I've been up half the night itching and figured that writing my first post could be a good distraction.
I'm wondering about LFTs and how high they can get, particularly just before transplant?
My numbers have always been fairly high. I was diagnosed in 1999 at the age of 21 for PSC and later UC. Currently Bilirubin 90 (4.21US units), ALT 238, ALP1037, AST 250.

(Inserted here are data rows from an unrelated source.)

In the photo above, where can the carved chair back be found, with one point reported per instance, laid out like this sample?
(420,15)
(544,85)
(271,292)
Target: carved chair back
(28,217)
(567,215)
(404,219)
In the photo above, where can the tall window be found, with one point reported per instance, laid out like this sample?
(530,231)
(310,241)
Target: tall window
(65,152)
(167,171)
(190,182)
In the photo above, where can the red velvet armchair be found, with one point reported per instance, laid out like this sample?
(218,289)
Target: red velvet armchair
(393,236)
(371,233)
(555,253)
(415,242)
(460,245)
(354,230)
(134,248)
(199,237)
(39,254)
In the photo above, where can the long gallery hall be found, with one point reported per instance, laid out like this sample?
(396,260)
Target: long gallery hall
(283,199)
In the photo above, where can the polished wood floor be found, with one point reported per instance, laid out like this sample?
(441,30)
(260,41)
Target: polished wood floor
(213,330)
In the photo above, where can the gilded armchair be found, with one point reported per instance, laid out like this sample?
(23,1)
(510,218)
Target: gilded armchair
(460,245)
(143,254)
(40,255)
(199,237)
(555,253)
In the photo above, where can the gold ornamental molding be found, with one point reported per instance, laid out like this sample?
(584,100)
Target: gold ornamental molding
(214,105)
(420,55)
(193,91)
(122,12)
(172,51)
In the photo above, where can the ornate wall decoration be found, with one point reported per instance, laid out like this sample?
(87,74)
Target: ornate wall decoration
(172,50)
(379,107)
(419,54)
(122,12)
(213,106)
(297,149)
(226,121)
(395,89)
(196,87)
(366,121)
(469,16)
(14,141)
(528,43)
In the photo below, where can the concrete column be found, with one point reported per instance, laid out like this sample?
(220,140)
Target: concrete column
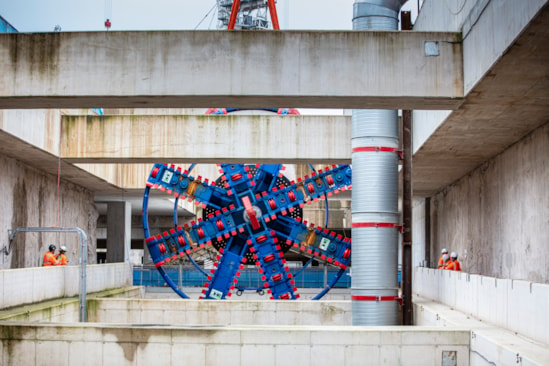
(119,216)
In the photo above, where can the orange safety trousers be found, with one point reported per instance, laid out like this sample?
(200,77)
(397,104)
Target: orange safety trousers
(49,260)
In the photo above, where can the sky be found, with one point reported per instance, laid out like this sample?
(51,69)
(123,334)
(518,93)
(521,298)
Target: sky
(90,15)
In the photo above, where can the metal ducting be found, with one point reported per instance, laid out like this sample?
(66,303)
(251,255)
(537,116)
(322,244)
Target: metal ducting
(375,216)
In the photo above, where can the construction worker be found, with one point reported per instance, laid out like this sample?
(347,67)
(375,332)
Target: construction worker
(445,261)
(454,264)
(443,252)
(61,257)
(49,257)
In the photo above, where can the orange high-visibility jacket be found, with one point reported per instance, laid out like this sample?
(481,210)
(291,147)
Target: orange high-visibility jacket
(49,260)
(62,259)
(440,262)
(454,265)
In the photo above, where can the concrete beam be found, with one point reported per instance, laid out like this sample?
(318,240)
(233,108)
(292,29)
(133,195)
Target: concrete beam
(206,139)
(337,69)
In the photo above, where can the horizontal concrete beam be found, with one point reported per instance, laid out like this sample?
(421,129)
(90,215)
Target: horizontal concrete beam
(206,139)
(338,69)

When I was initially diagnosed I was told transplant was required in next two years, and I was put on transplant list in 2000, stayed on list for 6 years with no serious complications from PSC besides pain and itch. I would get called for transplant, they'd take one look at me and send me home "I looked too well for transplant". After years of this I got the hint, doctors agreed I would go off list and start a family. I've always looked really bad on paper and in scans and biopsy results, but I don't "look" the part of a stage 3/4 liver cirrhosis patient. It's weird, when you're new to the system and told you need transplant to save your life all you can think of is to get on that list and get the transplant, but as time went on and I learnt more about transplantation, my new motto became "I'm gonna keep this liver as long as possible!"
Now I'm afraid that it may be list time again since I've had to go on leave from work, jaundice, fatigue, pain and itch are quite constant.

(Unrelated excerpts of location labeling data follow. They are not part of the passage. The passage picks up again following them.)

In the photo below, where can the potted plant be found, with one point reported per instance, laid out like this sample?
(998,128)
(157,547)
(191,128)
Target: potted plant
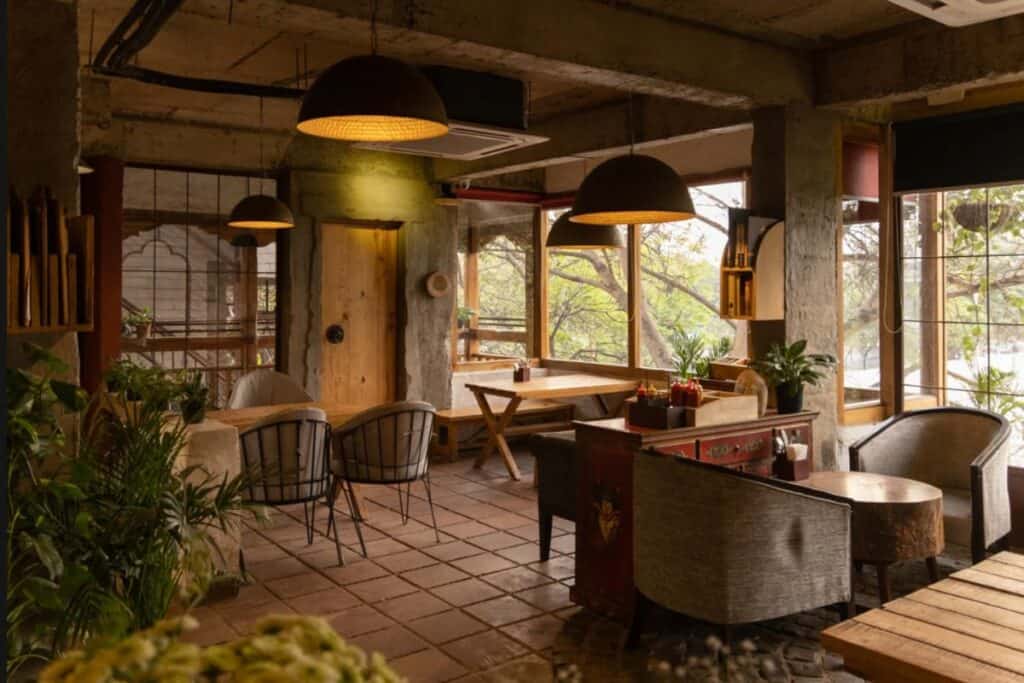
(140,322)
(195,398)
(464,315)
(788,369)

Leading up to transplant or transplant assessment what type of LFT numbers are common in PSCers, or are we all unique? I know that how you feel is more important that what the numbers tell us often. For instance, my worst pruritis isn't in synch with my worst LFT levels. I know there's some info on 5X increase indicates need for transplant for certain values, but if your albumin is not too off (like me) MELD scores are lower, also there is little talk of MELD scores here, I'm in Ontario.
Feedback is appreciated, and thanks for making the restless night a bit easier!